Many people feel guilty after the loss of a pet. If you know that you did everything possible for your pet, accept that sometimes an injury or illness is too severe for survival and nothing you could have done will change this. If you really did do something careless such as leaving a gate open, do not berate yourself. Turn it into a positive experience by making sure of what you can do to prevent a similar fate befalling your other pets that you may have in the future.
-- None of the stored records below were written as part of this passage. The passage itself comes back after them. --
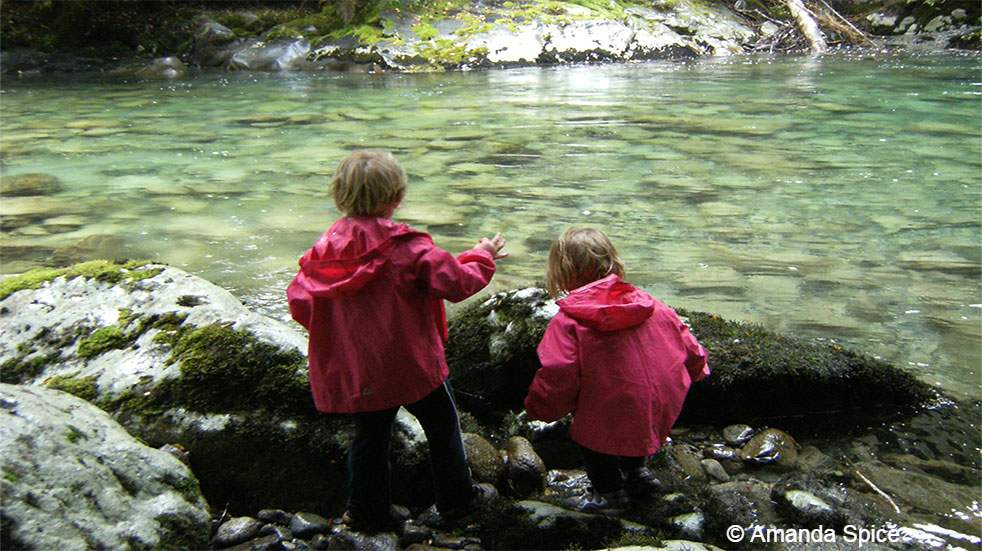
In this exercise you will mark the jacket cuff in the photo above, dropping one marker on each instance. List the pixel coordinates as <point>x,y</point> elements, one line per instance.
<point>477,255</point>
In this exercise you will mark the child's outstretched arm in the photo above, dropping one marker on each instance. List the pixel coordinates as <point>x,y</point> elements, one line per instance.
<point>456,278</point>
<point>696,360</point>
<point>556,386</point>
<point>300,301</point>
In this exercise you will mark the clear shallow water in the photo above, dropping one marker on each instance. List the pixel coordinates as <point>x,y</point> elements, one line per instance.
<point>837,198</point>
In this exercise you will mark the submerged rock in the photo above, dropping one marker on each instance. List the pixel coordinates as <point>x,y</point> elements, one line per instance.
<point>757,374</point>
<point>71,475</point>
<point>484,459</point>
<point>526,471</point>
<point>236,530</point>
<point>771,446</point>
<point>491,351</point>
<point>737,435</point>
<point>32,184</point>
<point>176,359</point>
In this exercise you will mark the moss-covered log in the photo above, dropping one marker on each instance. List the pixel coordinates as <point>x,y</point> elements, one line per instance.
<point>758,376</point>
<point>763,377</point>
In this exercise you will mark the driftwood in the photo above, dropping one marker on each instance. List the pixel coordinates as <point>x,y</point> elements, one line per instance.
<point>807,25</point>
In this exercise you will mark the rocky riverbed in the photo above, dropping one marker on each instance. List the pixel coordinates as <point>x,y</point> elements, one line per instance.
<point>158,358</point>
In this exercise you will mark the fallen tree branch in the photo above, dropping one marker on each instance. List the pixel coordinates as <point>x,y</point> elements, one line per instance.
<point>807,25</point>
<point>879,491</point>
<point>853,30</point>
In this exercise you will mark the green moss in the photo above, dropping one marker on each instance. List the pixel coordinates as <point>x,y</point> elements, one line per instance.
<point>74,435</point>
<point>758,374</point>
<point>444,52</point>
<point>100,270</point>
<point>125,316</point>
<point>425,31</point>
<point>227,370</point>
<point>83,387</point>
<point>101,340</point>
<point>634,539</point>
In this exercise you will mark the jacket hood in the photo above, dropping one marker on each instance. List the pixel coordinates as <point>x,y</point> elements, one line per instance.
<point>349,255</point>
<point>608,304</point>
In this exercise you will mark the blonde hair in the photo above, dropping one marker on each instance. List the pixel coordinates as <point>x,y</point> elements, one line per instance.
<point>578,257</point>
<point>367,182</point>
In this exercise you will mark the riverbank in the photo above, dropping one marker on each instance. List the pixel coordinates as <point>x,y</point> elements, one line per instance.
<point>215,402</point>
<point>449,35</point>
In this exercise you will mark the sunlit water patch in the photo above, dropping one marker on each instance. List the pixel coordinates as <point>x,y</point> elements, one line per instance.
<point>836,199</point>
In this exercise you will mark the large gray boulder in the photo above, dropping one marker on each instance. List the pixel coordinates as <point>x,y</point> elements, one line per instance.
<point>757,374</point>
<point>495,35</point>
<point>73,478</point>
<point>176,359</point>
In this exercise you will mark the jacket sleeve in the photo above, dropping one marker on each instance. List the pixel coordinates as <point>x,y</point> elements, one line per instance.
<point>300,301</point>
<point>556,386</point>
<point>696,357</point>
<point>454,278</point>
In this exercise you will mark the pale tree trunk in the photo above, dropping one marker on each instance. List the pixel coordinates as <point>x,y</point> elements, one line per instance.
<point>807,25</point>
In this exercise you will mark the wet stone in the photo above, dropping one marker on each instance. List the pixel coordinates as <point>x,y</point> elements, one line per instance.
<point>690,525</point>
<point>305,525</point>
<point>485,462</point>
<point>737,435</point>
<point>235,531</point>
<point>772,446</point>
<point>265,543</point>
<point>20,185</point>
<point>526,471</point>
<point>715,470</point>
<point>808,509</point>
<point>281,532</point>
<point>720,452</point>
<point>453,542</point>
<point>413,533</point>
<point>341,538</point>
<point>687,459</point>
Relief is often felt when your pet has been through a lot of suffering, or perhaps when you have struggled to decide whether or not to euthanize. Most owners are horrified to find that they are a bit relieved by their pet’s passing. Don’t feel guilty about this, relief is normal when an unpleasant situation has come to an end. Know that your relief in no way diminishes your grief.
There may come a time where you are advised that there is sadly no reasonable hope of recovery for your ailing pet or that old age will have diminished the quality of your pet’s life, that euthanasia is the kindest option. Don’t feel guilty about this if you have given your pet a good life, you owe them an easy death. Speak to your vet about whether you should be present or not. Usually the pet is comforted by the presence of the owner, but if you are going to ‘break down’ you might cause the pet more distress. If the pet is already in hospital, do let the vet know if you wish to be with your pet or even if you would like to say goodbye.